Artysta, którego para-koncert w Warsztatach Kultury był jedną z najciekawszych pozycji ubiegłorocznej Nocy Kultury, zaprezentuje się w muszli koncertowej jako Ungut i wykona na starych analogowych syntezatorach elektroindustrialną muzykę. – To będzie motoryczna elektronika, elektroindustrialny punk, który mocno popędza i daje do myślenia. Dołożę do niego adekwatną oprawę wizualną – zapowiada szef Towot Squatu przy ulicy Popiełuszki.
Kuśmirowski i Chwała zaprosili kilku muzyków, którzy – tak jak oni – lubią trudne wyzwania. – Wystąpi ekipa Śmierć Disko Sound(s). Pojawią się też Enthymion, Invitro, Respirator, Taraban i Death Naturath. Całość zakończy lodowatym noisem Dr Szron (ksywka zobowiązuje) z kolektywu Redekonstrukcje – wylicza Chwała.
To nie wszystkie atrakcje imprezy. – Żeby publiczność nam szybko nie uciekła, zaplanowaliśmy coś do posilenia się i rozgrzania. Będzie można posmakować ciepłej kuchni serwowanej przez załogę Jedzenie Zamiast Bomb – dodaje animator i impresario.
Początek minifestiwalu o godz. 16.44. Wstęp wolny.

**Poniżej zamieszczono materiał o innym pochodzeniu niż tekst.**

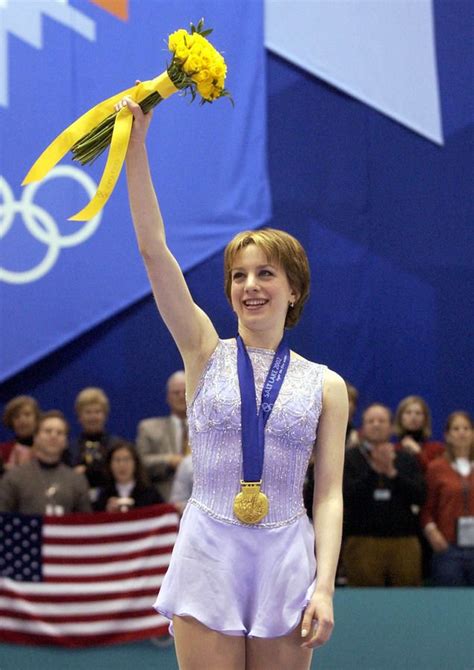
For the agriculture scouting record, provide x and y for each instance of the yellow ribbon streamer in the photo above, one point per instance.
(118, 148)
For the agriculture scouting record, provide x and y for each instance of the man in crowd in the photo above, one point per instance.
(45, 485)
(383, 490)
(162, 442)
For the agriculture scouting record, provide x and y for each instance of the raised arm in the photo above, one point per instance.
(190, 327)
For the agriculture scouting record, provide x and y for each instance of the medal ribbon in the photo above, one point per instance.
(253, 423)
(118, 147)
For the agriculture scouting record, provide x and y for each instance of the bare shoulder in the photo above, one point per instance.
(334, 390)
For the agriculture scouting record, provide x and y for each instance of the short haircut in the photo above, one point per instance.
(447, 427)
(281, 248)
(140, 474)
(52, 414)
(377, 404)
(91, 395)
(15, 405)
(402, 405)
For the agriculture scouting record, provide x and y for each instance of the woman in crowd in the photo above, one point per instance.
(240, 589)
(88, 452)
(21, 415)
(413, 429)
(127, 485)
(448, 515)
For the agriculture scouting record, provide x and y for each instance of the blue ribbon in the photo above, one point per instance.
(253, 423)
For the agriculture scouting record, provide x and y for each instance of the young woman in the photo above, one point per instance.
(242, 589)
(413, 428)
(448, 515)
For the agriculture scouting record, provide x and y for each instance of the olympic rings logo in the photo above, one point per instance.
(41, 225)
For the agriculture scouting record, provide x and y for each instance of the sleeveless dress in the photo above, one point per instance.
(233, 577)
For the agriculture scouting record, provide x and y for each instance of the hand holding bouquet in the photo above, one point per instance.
(196, 68)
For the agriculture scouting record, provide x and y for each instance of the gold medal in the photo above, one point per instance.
(250, 505)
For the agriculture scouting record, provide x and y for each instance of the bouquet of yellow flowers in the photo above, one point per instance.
(196, 68)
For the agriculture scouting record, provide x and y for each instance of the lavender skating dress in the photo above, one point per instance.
(236, 578)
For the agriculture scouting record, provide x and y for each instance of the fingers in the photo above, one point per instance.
(316, 630)
(127, 102)
(320, 633)
(307, 622)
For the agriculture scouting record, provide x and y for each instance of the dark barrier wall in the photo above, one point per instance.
(387, 219)
(376, 629)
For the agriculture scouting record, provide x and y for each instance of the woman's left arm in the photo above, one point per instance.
(327, 508)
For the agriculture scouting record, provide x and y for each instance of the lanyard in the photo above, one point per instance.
(253, 423)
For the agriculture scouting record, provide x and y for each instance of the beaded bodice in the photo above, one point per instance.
(214, 429)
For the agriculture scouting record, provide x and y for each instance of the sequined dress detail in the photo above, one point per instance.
(236, 578)
(214, 428)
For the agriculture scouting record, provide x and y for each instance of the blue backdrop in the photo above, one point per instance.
(59, 278)
(386, 217)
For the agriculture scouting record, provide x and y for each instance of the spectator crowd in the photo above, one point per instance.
(408, 500)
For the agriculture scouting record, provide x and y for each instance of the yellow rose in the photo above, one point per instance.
(182, 52)
(217, 70)
(206, 59)
(203, 76)
(193, 64)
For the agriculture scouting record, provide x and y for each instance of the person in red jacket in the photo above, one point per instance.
(412, 426)
(21, 415)
(448, 514)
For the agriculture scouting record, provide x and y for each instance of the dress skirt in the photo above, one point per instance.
(239, 580)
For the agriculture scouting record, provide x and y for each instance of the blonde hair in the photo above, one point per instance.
(447, 428)
(91, 395)
(281, 248)
(15, 405)
(402, 405)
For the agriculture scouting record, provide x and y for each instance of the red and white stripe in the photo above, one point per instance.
(101, 575)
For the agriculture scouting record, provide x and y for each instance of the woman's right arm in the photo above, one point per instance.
(190, 327)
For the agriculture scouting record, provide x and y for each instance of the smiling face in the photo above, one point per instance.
(459, 435)
(413, 417)
(51, 439)
(122, 465)
(24, 421)
(260, 293)
(377, 424)
(92, 418)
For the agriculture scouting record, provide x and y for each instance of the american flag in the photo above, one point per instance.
(84, 579)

A kolejna edycja imprezy za rok. – Mamy nadzieję, że po przetestowaniu formuły i zgromadzeniu większych funduszy, zrobimy już mroźny festiwal z prawdziwego zdarzenia, może nawet dwudniowy, z gośćmi z zagranicy. Myślimy na przykład o zaproszeniu Laibacha i NIN. To będzie wydanie – 1 – mówi Chwała.